Israel and the “patriotism-trap”
German troops at the Israeli border – this would have been unthinkable some years ago. But looking only some more years back, no one would have believed that the German army could be allowed to bomb Serbia for a third time in the 20th Century. Yet, it could happen and while other nations had their own interests in this worst case coalition, Germany was fighting “the grimace of its own history” as the former German war minister Rudolf Scharping – a Social Democrat - put it, i.e. fighting its own Nazi past reincarnated in Milosevic and defending the values of the Anti-Hitler-Coalition against Belgrade. It is this capacity of pathic projection which differentiates Germany still from other nations. “A German is someone who cannot tell a lie without believing it himself.” (Adorno)
“The peace movement is silent to the attacks on Lebanon. Is the Israeli left caught in the patriotism trap?”
That was the headline of an article on the website of channel 1 of German TV. If German patriotism exhibits the feeling “that the Germans are superior to nationality and to all real interests” than it has its logic that German patriots see “patriotism traps” virtually everywhere except in Germany; especially if the members of the denounced nations defend real – that is for a German “selfish” – interests, for example the interest not to be killed by islamist eliminatory antisemites, which chains Israeli leftists to the war against Hezbollah lead by their government.

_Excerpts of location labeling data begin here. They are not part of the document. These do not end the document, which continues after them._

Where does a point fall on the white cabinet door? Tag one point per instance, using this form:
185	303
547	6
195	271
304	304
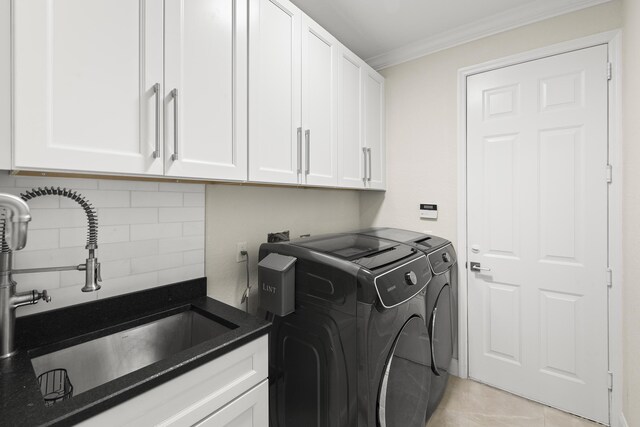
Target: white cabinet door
374	128
319	104
351	157
205	92
275	133
196	394
84	77
249	410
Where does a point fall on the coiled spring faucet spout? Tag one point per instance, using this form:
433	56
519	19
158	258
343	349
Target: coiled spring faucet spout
13	237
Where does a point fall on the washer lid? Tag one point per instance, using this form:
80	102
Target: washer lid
348	246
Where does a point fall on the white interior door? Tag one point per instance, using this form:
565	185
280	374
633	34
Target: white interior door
274	91
206	89
537	218
319	104
84	78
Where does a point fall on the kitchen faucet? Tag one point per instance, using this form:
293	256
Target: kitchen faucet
13	237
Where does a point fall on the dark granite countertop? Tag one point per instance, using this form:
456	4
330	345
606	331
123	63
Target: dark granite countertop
22	404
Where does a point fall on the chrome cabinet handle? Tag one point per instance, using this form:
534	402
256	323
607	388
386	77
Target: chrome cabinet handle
364	154
475	266
299	133
156	92
307	139
176	129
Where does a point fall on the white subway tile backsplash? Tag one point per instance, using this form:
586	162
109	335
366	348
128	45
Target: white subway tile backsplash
107	184
195	228
108	234
180	244
49	257
115	216
72	183
149	234
57	218
181	273
100	199
47	202
156	231
127	250
182	188
193	257
155	263
194	199
181	214
155	199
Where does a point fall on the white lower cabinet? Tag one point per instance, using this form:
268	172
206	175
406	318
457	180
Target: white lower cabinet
249	410
231	390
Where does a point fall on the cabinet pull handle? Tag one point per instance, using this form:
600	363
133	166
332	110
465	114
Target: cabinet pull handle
364	155
156	92
176	119
299	134
307	139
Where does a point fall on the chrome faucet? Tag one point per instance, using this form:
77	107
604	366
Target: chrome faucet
13	237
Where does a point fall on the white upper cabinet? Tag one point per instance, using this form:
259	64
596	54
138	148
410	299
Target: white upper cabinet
275	131
361	124
84	79
319	104
351	156
374	129
205	89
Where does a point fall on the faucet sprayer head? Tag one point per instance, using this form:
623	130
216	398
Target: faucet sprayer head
17	220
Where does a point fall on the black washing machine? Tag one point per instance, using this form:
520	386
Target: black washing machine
356	350
441	302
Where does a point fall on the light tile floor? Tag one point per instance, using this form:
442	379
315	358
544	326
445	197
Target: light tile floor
467	403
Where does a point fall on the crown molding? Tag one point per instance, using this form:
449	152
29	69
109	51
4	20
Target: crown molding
504	21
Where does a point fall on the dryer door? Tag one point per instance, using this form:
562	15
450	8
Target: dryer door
404	392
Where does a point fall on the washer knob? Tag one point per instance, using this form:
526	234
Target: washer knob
411	278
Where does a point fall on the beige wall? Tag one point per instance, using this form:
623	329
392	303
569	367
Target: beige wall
246	214
422	111
631	210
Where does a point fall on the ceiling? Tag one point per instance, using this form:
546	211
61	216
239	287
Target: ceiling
391	31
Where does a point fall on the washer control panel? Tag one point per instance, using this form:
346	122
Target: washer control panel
403	282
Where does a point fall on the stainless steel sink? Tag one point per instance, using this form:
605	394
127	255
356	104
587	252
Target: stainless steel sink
101	360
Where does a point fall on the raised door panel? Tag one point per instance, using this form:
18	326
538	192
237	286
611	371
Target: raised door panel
319	104
537	219
205	92
84	97
249	410
351	158
274	91
374	129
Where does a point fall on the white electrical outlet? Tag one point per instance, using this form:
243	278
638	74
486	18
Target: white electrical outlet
240	246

German ideologues like to see themselves as “honest middlemen” (“Ehrliche Makler”, another German term hard to translate) mediating without any “selfish” interests between two conflicting sides. But this honest neutrality always arises preferably when there is nothing to mediate - as between the wish to wipe Israel off the map and the Israeli attempts to let this not happen.
It may sound strange but the German fantasy is to protect Israel against itself and this is the basis for the ambivalence of the German claim to be part of a future “peace corps” in southern Lebanon. Conservatives generally fear the risks – that Germany and the European Union could lose their pro-arab and pro-islamist reputation if they were seen as a mere protection force for Israel. The ones who are most eager to break one of the last barriers to German “normality” by intervening in the Middle East are once again coming from the liberal specter: The weekly magazine “stern” published a title “Israel – what makes this country so aggressive”. One week later, Hans-Ulrich Joerges, a die-hard neoliberal and German nationalist pleads for German troops in the Middle East under the slogan “Our protection for Israel” and is dreaming about a German-European superpower.
Israel is not Yugoslavia – at least as long as the United States consider the Jewish state as an important ally. But if a so-called peace-corps lead by France and Germany would show reluctant to hamper Hezbollah from further attacks on Israel by force and Israel would strike back – then “protection” for Israel could quickly turn into open hostility against Israel.
And this could give a better reputation for final fantasies like the one of the former undersecretary of the German foreign office Helmut Schaefer, who said: (a legitimate) “pressure would be to do to Israel the same that is done to other states. [...] What was right for Serbia, must be good for other states. We can't divide human rights.” The threat couldn't be formulated more clearly.
As Horkheimer wrote somewhere: The realization of a state of affairs which can be deducted from a concept gives the idealist a sense of satisfaction while it suggests a feeling of indignation to the materialist, who wishes to be proved wrong by a reality which is not following its fate.